The war on terror is a perfect example of inanities passed along as self-evident, but there is more to the tragedy than the foreign policy of Americans. In fact, the war on terror is a sign of our inability to think; it is not its cause.

Put another way, the acceptance of outrageous principles by a large segment of our population reveals an inability to think properly. Notice, too, that many of those who have changed their minds concerning the validity of the Iraq invasion have done so for strange reasons. Some charge that the war was poorly run, which, though true, is utterly beside the point. The problem, as I have written before, is that the war was immoral because it was an unprovoked act of aggression.

Morality has seeped into the discussion, and it is part of our lapse into decadence. It, too, is tied to the proper use of reason. The just war doctrine, a subset of the natural law theory, is a good example or right reason leading to right action. For man is, above all, a rational creature; when he fails to use his higher faculties, he inevitably goes wrong.

The natural law theory helps us identify what went wrong. As a Catholic, it should come as no surprise when I say that I think that the greatest tragedy of all-time was the reformation. The society of the Middle Ages had, alas, become decadent, and it was unable to reform itself in time. Christendom was cloven, and the modern world is a result of that shipwreck. Hence Barzun starts his book with Luther's theses.

One of the unintended consequences of the Reformation has been the collapse of the higher faculties. It is ironic, perhaps, that the champions of reason have seen their god thrown out the window by their ancestors--here we see Hegel's dialectic at work--but it was almost inevitable. By proclaiming that man, and not the Church, was arbiter of truth, the idea of objective truth became a tenuous one. The Protestant faction saw internal reformations, as sect after sect emerged with the "real" truth. Fast forward, and we have the post-modern society, where not only truth, but reality itself, is relative: mere subjective perception.

The reformers didn't intend for this to happen. Revolutionaries seldom foresee all that will come of their actions; Marx didn't envision the Gulag Archipelago, Rousseau couldn't see the Terror. But happen it did. We are left with the decadent excesses of a revolution gone wrong.

This is where the Church enters in. Whether or not She is right--I contend that She is--She is consistent and authoritative in ways no other aspect of society pretends to be. We ultimately fell into decadence because of rejection of the Church, and the conception of objective Truth which She alone purports to hold. We can no longer think because we have rejected the only Institution which dares to contain Truth; we can only get back to a better society if we return to Her. When people begin to think right, they will start to act right. So long as our thinking is flawed, we haven't a prayer at escaping certain cultural ruin.
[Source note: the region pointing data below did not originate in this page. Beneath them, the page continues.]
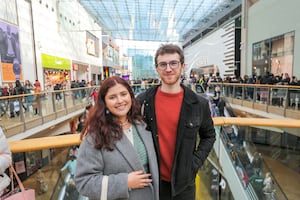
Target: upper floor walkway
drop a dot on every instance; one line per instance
(27, 130)
(32, 114)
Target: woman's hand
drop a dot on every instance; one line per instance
(138, 179)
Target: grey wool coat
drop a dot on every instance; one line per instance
(93, 164)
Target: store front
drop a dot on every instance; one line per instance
(80, 71)
(96, 74)
(56, 70)
(274, 55)
(108, 71)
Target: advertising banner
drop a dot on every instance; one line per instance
(10, 56)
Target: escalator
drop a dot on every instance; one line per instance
(65, 188)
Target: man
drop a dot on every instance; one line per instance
(177, 118)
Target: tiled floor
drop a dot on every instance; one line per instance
(51, 173)
(287, 179)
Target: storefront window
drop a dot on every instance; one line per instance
(274, 55)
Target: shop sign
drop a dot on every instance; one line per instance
(53, 62)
The Church has come under fire--no pun intended--for burning heretics. The excesses of the Inquisition have been over-stated--see Henry Kamen's book for an objective account of the Spanish version--but excesses they were. Nonetheless, the Church was right in thinking that heretics are dangerous. Get a wrong idea into a man's head, and he will begin to live immorally. Allowing a man to think that preemptive war is acceptable might cause him to launch wars, willy-nilly, against his neighbors.
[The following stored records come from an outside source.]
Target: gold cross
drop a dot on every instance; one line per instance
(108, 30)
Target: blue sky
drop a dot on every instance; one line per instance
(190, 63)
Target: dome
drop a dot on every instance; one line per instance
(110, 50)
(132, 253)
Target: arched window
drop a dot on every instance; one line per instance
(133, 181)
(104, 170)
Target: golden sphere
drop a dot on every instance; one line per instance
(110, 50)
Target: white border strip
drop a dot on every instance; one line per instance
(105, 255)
With this, I bring my somewhat long-winded, and fairly scattered piece to a close. In brief summation, the world has gone wrong because it cannot think; the Church is the guardian of thought and truth, and a return to Her will allow mankind to think again. Since man is rational, right ordered thought is necessary for right action. If we are to restore our civilization, we must learn to think again, and for that, I present to the reader the Roman Catholic Church.

You really didn't expect anything different, did you?


gregra&gar said...

To rue the lack of rational thinking as a sign of decadence and then champion Christianity is the epitome of false logic.

A Wiser Man Than I said...

How so?

I've cited one example of how Christianity--specifically Catholicism--provided the right rational against the war when the world failed to do so. I saw all sorts of posters about how war is never the answer--false--and how we didn't want blood for oil, but I found the most cogent defense against aggressive war in the Church's Just War Doctrine.

Sit down with some of the medieval scholars; I recommend Aquinas. You'll see a powerful utilization of rational thinking, one which far surpasses anything which takes place in the decadent post-modern world.